Asian markets are trading lower today, as Euro Zone finance ministers put a hold on a rescue package for Greece and demanded more action and a parliamentary seal of approval before providing the bailout.
Greece must pass its latest austerity package into law and identify 325 million Euros ($431 million) in spending cuts before European governments sanction a second bailout for the country.
Greek Prime Minister Lucas Papademos stated yesterday that the government has reached an agreement on an austerity package needed to secure the 130 billion Euro rescue.
But investors kept a cautious view over Greece's debt restructuring prospect and this uncertainty with respect to Euro Zone debt worries led to rise in risk aversion in the global markets today.
China’s trade balance stood at a surplus of $27.3 billion in January as against a previous surplus of $16.5 billion in December.
US unemployment claims declined by 15,000 to 358,000 for the week ending on 3rd February from previous 373,000 a week ago. Wholesale inventories in the US increased by 1 percent in December.
UK’s Asset Purchase Facility increased by 50 billion Pounds to 325 billion Pounds in January from previous 275 billion Pounds in December. Official Bank Rate remained unchanged at 0.5 percent in January. NIESR GDP Estimate remained unchanged at -0.2 percent in January.
The CME Group cut trading margins for crude oil, gold, silver and copper contracts while increased margins for natural gas which will be effective after the close of business on 13th February 2012.
It lowered initial margins on Nymex crude oil by 8.9 percent to $6,885 a contract from the prior $7,560. Trading margin for gold was lowered by 11.8 percent to $10,125/contract from $11,475 and silver margin was cut by 13.5 percent to $21,600/contract from $24,975/contract.
Margins to trade copper were cut by 13 percent to $6,750 per contract from $7,763/contract, while margin requirements for Nymex natural gas were raised by 8.5 percent to $2,565 per contract from the previous $2,363/contract.
The US Dollar Index (DX) weakened slightly by 0.1 percent on Thursday as news that Greece reached an agreement on austerity measures led to rise in US equities which affected demand for the low-yielding dollar.
The index touched an intra-day low of 78.43 and closed its trading session at the level of 78.65 yesterday.
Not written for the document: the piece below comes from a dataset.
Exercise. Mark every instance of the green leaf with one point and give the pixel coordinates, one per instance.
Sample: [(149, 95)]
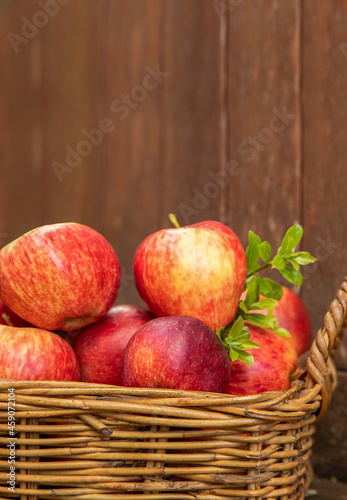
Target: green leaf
[(303, 258), (269, 288), (282, 332), (264, 304), (237, 327), (278, 263), (291, 239), (264, 250), (252, 291), (246, 357), (257, 319), (236, 341), (242, 308), (292, 275), (252, 253), (293, 262)]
We expect the US dollar to trade higher today, taking cues from uncertainty with respect to Greece debt worries.
The Euro witnessed gains on Thursday and rose around 0.2 percent, on the back of news that Greece reached an agreement on austerity measures in order to secure a rescue package to avoid a debt default.
This led to rise in European markets and dollar weakness which acted as a positive factor for the currency. The Euro touched an intra-day high of 1.3321 and closed at the level of 1.3286 yesterday. European Minimum Bid Rate remained unchanged at 1 percent in January.